### Padding Comparison

According to Reddy and Reddy (2019), there is little difference in performance between pre- and post padding in LSTMs, unlike with CNNs. This file is a more comprehensive comparison, creating models for upstream, downstream, and split padding. All input data is used in these models except for spacer sequences ('spacs' column) with lengths other than 16, 17, and 18. These other sequences have been synthetically developed and vary with a length from 0 to 31.

Padding makes all the inputs equal in length by adding layers of zeros or other "filler" data outside the actual data in an input matrix. The primary purpose of padding is to preserve the spatial size of the input so that the output after applying filters (kernels) remains the same size or to adjust it according to the desired output dimensions.

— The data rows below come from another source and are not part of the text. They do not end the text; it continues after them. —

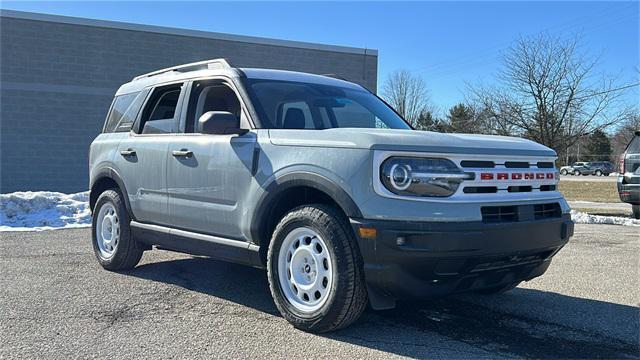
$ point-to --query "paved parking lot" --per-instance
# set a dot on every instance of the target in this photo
(56, 302)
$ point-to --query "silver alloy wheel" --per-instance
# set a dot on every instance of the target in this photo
(305, 269)
(107, 230)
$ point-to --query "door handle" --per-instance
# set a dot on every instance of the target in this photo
(182, 153)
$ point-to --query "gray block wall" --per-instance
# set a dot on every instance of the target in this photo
(58, 76)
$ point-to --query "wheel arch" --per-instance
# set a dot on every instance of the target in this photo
(289, 191)
(107, 178)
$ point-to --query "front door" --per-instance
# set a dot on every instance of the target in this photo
(208, 175)
(143, 154)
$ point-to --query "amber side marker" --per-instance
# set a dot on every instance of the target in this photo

In LSTM, padding is applied before performing the convolution operation. When a filter scans the input data, padding ensures that the filter properly covers the border areas, allowing for more accurate feature extraction. This is particularly important in deep learning, as it allows the network to learn from the entire dataset without bias towards the center of the images.

The amount of padding needed depends on the size of the filter (also known as the kernel) and the desired output size. For a filter of size FxF and input size NxN, to achieve 'same' padding, one would typically add (F-1)/2 rows of zeros on both the top and bottom of the input and the same number of columns of zeros on the left and right sides.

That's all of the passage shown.